I would certainly not consider myself an authority on the relationship girls have to dolls.  I was never terribly excited about them.

I hated fashion dolls as they were thin.  My mother had explained to me early on that none of the women in our family were thin — so I would never be.  She tried to find me a chubbier doll, but I was not fond of clothes then.  Maybe I could have related to a doll that looked fat enough to need to shop at Lane Bryant for clothes that fit.  There was no such doll then.

Me?  It’s not so hard to believe now, but I was more excited about convincing my parents to buy me my first chemistry set.  Although, I did have to endure watching my mother do the experiments as she had decided they were too dangerous for me — even supervised.

Flash forward to my time in the Army when I had a few days off and out of uniform.  I found myself driving around the southeast — exploring history.  I visited the Martin Luther King house, and was shocked to find that the females of the family had white dolls.  I did not see any black dolls at all in that house — so I asked about it.
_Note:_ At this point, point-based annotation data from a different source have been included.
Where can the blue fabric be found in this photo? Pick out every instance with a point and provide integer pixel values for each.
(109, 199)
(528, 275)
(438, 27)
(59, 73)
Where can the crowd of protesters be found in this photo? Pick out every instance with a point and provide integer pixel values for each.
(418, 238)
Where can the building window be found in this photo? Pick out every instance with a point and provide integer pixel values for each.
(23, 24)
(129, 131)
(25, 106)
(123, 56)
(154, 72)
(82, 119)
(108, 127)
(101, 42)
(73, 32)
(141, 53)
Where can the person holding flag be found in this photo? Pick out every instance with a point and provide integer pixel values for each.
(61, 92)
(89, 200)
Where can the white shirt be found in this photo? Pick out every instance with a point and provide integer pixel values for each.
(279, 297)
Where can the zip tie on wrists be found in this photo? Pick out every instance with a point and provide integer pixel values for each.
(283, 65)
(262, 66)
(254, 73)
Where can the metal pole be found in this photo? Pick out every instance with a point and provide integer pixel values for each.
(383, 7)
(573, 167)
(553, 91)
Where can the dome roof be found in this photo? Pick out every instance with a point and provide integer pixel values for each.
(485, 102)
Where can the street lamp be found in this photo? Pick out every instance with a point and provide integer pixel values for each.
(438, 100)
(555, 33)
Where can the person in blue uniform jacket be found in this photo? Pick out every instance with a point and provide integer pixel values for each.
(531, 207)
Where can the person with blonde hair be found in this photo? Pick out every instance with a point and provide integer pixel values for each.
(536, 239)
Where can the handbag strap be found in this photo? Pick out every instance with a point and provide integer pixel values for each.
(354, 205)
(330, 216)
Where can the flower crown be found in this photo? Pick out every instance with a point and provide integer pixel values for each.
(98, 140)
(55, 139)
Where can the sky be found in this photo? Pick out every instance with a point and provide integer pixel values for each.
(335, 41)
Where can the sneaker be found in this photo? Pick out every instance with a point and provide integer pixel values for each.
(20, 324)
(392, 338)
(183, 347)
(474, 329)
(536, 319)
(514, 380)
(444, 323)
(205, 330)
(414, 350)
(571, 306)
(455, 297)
The guide told me that they simply did not make black dolls back then.  You had a white doll or you did not have a doll.  The idea of a girl having a doll who looked even a little like her was not an option for black girls then.

Once, I found myself sitting in a doctor’s lounge with two women physicians.  Strangely enough, I asked them about their dolls.  Both said they had favored dolls that somehow resembled them as young girls — at least in hair and eye color.
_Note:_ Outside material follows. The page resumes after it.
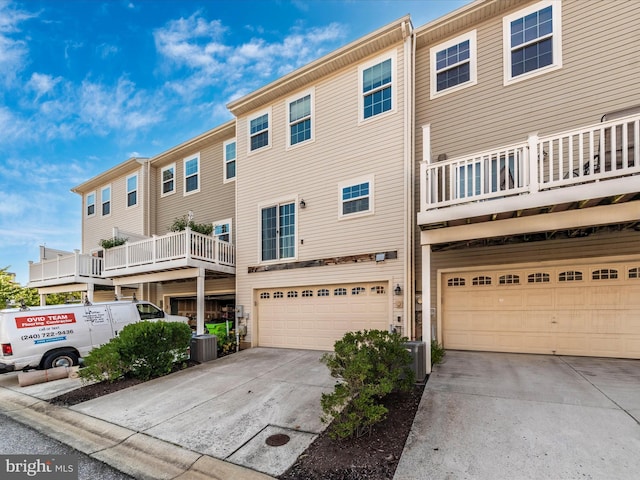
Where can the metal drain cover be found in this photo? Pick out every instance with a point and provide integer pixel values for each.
(278, 440)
I had a friend once who was middle-aged and in the process of male to female transgendering.  She spent a lot of time — more than I would have ever dreamed of spending — in a beauty salon, complicating her curly blond mane.  And she loved Victorian clothes.  While visiting a second hand store I found a doll with Victorian clothes and a curly blond mane.  I gave it to her, telling her it made me think of her.   She repressed tears.  I told her, “It’s the doll you did not have when you were little.”

Although I have seen no literature on this sort of thing, I have since become convinced that every girl deserves a doll that resembles her, as she grows and becomes even a little aware of her own body.  I have not done much pediatric treatment but I can only imagine how a young girl’s body image must be aggressed — if not near-destroyed — by cancer.

Mattel has distributed “Bald and Beautiful” Barbie dolls to girls all over the world.  I had to repress tears while reading about it.  And they are charitable — giving not selling.

For once, the cynical part of me that hates big companies has been put to rest by a gesture that is big and beautiful and human.